The not-so-good news

  • Mileage deduction rates go down: Business miles are deductible at 50 cents per mile (down from 55 cents in 2009); Charitable miles are deductible at 14 cents per mile (unchanged); If you are on the road to recovery, medical travel is deductible at 16.5 cents per mile (down from 24 cents in 2009).

  • Bonus depreciation goes away: Bonus depreciation of 50% of qualified business expenditures expired at the end of 2009.

  • Non-itemized real-estate tax deductions: In 2009, homeowners who did not itemize deductions were able to deduct their real estate taxes in addition to their standard deduction. They could deduct up to $500 (or up to $1,000 if married filing jointly). This primarily benefited taxpayers who had paid off their mortgage but still paid property tax on their home. This is gone in 2010.

  • College tuition deductions: The deduction for up to $4,000 of college tuition and fees expired after 2009.

  • IRA charitable donations: Beginning in 2010, IRA owners aged 70 ½ will lose the opportunity to directly donate part of their IRA to charity.

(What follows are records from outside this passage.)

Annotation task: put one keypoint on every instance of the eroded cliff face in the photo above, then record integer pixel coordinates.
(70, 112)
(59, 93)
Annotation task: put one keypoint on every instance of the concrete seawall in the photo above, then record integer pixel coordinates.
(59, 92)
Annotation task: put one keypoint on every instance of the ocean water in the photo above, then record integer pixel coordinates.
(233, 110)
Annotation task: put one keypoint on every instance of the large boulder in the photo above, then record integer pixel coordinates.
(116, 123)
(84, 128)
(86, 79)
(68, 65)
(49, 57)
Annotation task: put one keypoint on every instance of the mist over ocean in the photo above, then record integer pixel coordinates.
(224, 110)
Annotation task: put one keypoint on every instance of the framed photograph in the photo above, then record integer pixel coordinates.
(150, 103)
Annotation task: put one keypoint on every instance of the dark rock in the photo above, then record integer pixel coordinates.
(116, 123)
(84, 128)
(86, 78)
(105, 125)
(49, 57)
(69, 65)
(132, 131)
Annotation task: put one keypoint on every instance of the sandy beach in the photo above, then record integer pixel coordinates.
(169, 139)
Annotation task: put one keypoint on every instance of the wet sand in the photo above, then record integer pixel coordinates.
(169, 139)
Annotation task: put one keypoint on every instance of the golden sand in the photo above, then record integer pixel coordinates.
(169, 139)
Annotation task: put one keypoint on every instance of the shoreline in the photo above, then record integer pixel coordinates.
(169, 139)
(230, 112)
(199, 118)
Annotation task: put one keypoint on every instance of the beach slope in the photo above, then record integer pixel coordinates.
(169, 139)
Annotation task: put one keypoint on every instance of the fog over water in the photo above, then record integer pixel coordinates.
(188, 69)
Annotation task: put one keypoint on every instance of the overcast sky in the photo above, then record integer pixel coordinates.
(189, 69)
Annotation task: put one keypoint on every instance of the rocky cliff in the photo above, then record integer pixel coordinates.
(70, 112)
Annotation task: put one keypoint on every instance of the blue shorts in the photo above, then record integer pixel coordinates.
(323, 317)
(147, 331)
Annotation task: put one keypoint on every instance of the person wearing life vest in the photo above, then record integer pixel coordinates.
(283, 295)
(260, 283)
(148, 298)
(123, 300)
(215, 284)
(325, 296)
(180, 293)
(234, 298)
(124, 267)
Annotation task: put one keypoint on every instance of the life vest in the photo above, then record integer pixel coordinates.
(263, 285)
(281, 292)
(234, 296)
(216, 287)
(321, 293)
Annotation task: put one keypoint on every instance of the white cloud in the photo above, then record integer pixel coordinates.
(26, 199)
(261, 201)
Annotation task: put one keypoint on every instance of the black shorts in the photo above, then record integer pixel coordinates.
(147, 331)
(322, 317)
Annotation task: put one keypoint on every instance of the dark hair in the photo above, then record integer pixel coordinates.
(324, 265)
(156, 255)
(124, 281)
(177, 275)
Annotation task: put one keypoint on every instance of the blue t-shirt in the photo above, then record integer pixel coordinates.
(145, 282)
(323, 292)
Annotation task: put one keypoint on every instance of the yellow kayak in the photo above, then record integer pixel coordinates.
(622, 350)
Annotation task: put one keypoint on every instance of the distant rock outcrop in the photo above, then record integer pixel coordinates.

  • Child tax credit: The child tax credit of $1,000 reverts to $500 after 2010.

  • Long-term capital gains rates: The tax rate reduction for long-term capital gains and dividends is scheduled to expire in 2010. In 2011, the maximum long-term capital gains tax rate reverts to 20% from 15%.

  • AMT exemptions: We were given some relief from the Alternative Minimum Tax in 2009 with a temporary patch that set AMT exemption amounts at $70,950 for married filing jointly; $46,700 for single and head-of-household; and $35,475 for married filing separate. We are uncertain about 2010.

Stay informed, stay in touch

Now, more than ever, your CPA/financial advisor should be your best friend, even if he or she must sometimes be the bearer of bad news. With all the changes in 2009 and depending on the planning and tax-savings opportunities you’ve engaged in so far, you may be happily or unhappily surprised by what you discover upon completion of your tax returns. Either way, carpe diem on future planning. Just as you would prefer seeing your patients regularly for preventive care well before more invasive treatment becomes necessary, your CPA/financial advisor can be of best use to you if you are in regular touch.